Ogawa often delves into the subconscious of her narrators. In The Diving Pool, the inner evils of two main characters surfaced—one with a strange fascination in hearing the cries of her younger siblings, and another who fed her sister a fetus-harming jam for most of her pregnancy. In her work, Ogawa tends to use female narrators who are distanced from those around them, aiding in the sometimes-strange predicaments they get themselves into. By using a character’s secret obsessions, her plots take on a realistic feel in which the reader is merely along for the ride.
In Revenge, Ogawa flexes her storytelling muscle by weaving together a series of tales, each one focusing on a character from the story before it and acting as a set of Russian nesting dolls in her usual world of macabre.
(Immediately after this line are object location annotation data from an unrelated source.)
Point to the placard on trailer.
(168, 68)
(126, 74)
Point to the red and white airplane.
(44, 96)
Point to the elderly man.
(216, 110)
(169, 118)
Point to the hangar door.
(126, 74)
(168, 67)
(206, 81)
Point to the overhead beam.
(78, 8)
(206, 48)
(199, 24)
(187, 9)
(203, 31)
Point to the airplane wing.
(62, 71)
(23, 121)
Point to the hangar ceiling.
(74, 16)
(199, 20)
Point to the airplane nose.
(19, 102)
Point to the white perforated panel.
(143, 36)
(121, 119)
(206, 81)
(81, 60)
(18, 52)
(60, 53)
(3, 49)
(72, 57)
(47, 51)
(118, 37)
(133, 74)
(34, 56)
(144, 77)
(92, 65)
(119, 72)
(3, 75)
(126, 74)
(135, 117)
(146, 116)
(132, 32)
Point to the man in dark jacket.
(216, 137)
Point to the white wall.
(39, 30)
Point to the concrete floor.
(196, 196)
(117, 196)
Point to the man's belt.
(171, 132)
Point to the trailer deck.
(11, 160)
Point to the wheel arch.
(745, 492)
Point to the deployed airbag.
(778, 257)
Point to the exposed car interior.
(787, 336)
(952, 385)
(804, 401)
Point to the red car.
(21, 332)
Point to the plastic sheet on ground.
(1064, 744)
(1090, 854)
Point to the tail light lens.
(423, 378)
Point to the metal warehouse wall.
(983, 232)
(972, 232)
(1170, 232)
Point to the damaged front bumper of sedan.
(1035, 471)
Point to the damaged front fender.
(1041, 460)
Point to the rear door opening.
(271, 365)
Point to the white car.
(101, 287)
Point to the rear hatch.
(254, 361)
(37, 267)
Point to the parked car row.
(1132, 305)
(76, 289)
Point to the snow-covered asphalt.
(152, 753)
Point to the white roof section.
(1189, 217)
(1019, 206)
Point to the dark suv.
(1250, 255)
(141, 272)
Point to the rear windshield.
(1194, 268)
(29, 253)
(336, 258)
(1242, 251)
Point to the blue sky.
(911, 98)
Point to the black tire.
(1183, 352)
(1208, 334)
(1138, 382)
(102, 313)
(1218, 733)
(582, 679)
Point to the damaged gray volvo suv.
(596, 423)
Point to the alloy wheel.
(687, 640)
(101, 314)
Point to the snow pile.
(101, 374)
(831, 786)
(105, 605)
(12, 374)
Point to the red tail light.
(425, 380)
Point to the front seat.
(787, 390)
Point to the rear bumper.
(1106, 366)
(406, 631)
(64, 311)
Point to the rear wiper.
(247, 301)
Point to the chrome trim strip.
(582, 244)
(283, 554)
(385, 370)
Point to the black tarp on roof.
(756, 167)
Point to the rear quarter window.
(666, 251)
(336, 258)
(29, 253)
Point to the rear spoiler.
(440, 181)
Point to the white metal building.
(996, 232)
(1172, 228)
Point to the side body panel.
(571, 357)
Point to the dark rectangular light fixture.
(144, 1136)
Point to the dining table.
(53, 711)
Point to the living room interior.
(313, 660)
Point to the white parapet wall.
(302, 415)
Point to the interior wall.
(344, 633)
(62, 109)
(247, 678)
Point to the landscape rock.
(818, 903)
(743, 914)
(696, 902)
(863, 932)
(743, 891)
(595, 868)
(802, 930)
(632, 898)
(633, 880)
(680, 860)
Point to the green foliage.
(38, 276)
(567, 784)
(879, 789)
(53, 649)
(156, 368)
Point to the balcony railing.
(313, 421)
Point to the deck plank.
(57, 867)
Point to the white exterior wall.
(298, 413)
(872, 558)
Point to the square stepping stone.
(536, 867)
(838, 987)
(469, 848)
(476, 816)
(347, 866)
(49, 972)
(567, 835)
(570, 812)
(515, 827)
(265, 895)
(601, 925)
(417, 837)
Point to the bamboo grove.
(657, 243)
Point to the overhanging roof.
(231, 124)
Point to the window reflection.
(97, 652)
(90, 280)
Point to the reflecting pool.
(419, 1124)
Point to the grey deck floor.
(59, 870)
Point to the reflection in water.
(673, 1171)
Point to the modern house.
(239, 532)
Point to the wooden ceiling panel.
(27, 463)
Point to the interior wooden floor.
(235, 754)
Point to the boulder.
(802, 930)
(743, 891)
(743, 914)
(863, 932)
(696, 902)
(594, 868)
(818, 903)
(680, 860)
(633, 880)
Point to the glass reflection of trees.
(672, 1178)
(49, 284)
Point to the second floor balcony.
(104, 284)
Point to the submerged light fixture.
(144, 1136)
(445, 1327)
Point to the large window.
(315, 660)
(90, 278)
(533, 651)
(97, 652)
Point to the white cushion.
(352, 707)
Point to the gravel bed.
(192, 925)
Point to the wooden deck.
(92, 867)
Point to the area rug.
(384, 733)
Ogawa seems to let her characters—each one vastly different from the last—go on a journey of their own desires or wishes. She takes us through several human hauntings in one short novella: love, sadness, guilt, mourning, obsession, anger. We see a myriad of lifestyles in Revenge that let us know that no one, in Ogawa’s mind, is safe from the vulnerabilities of their desires.
Revenge opens with “Afternoon At The Bakery,” in which a mother visits a shop to buy a birthday cake for her son. When asked how old her son will be, she tells another woman in the shop, “Six. He’ll always be six. He’s dead.” The mother never purchases the cake for her son. Instead, she listens in on a younger girl working in the back who cries as she takes a phone call.
The next story, “Fruit Juice,” is about the bakery worker from the previous story. She goes to dinner with her father, who she’s just met for the first time in high school. To absolve her sadness afterwards, she stumbles upon a post office filled with kiwis and eats until her heart is content. The eerie factor is upped in Ogawa’s use of detail to describe the scene that unfolds, “I could hear her teeth sink into the flesh. For a long time, she stood there eating kiwis, one after another. She consumed them like starving child, dizzy with hunger. Her carefully ironed blouse and her beautiful hands grew sticky.”
The following story, “Old Mrs. J,” follows the path of the mysterious kiwis by closing the scope in on an elderly widow who keeps growing carrots in her garden in the shape of hands. She is arrested at the end of the story for the murder of her husband, who is found buried in her backyard amputated at the wrists.
Each short piece in Revenge delves deeper into the universe that Ogawa has created. Characters deal with predicaments, suffering, loneliness and sometimes, fate. What makes Revenge different from Ogawa’s other works is that she seems to have honed the skill of creating a unique eerie atmosphere within smaller sections; hovering above each story is an air of creepiness that sits with the reader throughout the action that unfolds.
Revenge is Ogawa’s fourth work released in the United States. Despite her stories originating in Japanese, they lose none of her delicate touches with language in translation. She is the winner of the Independent Foreign Fiction Prize and the Shirley Jackson Award for her dark, brilliantly crafted stories. She has often been compared to a fellow Japanese author, Haruki Murakami, so fans of his works, as well as fans of her earlier works, will be delighted with the thread of stories that Ogawa weaves together in Revenge.
Revenge is translated by Stephen Snyder and published by Picador Books.